ADCs are designed to selectively kill tumor cells while sparing healthy ones, offering a more targeted approach than traditional chemotherapy, which can harm both.
The innovative class of cancer treatments combine targeted therapy and chemotherapy to deliver directly to diseased cells, acting as a "silver bullet" to limit systemic exposure to toxic drugs, the analysts noted.
The field has made notable progress in recent years, with 13 approved therapies across different types of cancer amounting to a $11.5 billion market in 2024. However, the first generation therapies face certain drawbacks of toxicity and resistance.
The focus is now shifting to questions regarding selection of target, drug payload, and conjugation technology, and development strategy.
The market potential could exceed current projections as new ADCs expand into more cancer types, and move into earlier stages of treatment.
On the other hand, bispecific antibody drug conjugates (bsADC) are an emerging therapeutic approach that presents advantages over traditional ADCs, according to GlobalData.

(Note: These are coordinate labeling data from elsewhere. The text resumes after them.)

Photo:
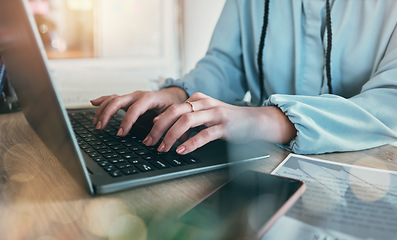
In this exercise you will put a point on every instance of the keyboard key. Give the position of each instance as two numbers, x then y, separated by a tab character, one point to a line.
104	163
176	162
116	173
190	160
129	171
137	160
144	167
160	164
123	165
109	168
130	155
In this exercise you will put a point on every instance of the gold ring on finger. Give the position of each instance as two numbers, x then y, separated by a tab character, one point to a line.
191	105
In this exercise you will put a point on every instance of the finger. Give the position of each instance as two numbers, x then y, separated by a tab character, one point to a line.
186	122
98	101
134	111
184	137
113	106
200	139
104	102
168	118
157	118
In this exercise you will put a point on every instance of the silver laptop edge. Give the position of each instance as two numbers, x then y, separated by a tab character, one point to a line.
41	104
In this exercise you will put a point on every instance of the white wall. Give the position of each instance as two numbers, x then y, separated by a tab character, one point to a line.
199	20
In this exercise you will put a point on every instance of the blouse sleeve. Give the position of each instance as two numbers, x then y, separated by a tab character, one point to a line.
330	123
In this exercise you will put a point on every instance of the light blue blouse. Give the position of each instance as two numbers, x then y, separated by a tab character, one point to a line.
362	111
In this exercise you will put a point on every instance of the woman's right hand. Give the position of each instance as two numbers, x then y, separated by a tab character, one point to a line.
135	104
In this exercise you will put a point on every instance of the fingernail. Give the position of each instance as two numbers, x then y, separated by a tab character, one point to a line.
161	147
99	125
180	149
155	119
120	132
147	141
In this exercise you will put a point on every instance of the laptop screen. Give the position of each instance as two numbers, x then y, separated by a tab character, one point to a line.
24	56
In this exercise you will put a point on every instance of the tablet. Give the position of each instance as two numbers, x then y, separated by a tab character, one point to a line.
244	208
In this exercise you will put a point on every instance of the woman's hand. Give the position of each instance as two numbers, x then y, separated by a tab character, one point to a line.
220	121
135	104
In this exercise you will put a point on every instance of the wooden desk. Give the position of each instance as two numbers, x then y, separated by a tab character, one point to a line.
39	200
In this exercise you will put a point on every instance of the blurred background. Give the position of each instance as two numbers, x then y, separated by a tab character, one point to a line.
122	45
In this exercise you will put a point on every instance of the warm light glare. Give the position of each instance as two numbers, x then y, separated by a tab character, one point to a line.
80	5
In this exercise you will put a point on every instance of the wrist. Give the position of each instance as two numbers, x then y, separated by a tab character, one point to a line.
276	126
177	93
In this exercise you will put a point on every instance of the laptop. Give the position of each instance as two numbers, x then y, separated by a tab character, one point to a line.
100	167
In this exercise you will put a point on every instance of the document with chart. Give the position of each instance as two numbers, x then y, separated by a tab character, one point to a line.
341	202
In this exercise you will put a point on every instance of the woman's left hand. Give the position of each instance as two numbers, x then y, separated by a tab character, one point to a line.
218	120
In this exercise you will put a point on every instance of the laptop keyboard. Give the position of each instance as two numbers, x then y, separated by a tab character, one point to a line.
120	156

They use bispecific antibodies that bind to two different targets, making treatments more precise and reducing side effects.
There are four therapies currently in late-stage development for East Asian markets. Systimmune and Bristol Myers Squibb’s BMY.N izalontamab brengitecan, Shanghai JMT-Bio Technology’s JSKN-003, and Chia Tai Tianqing Pharmaceutical Group’s TQB-2102 are focused on China, whereas Amgen’s AMGN.O maridebart cafraglitide targets the Japanese market.
"This regional concentration aligns with the dominance of Chinese companies in ADC development and suggests that the first bsADC approval may occur in Asia, rather than in the US or EU," said Jasper Morley, Pharma Analyst at GlobalData.
(Sriparna Roy)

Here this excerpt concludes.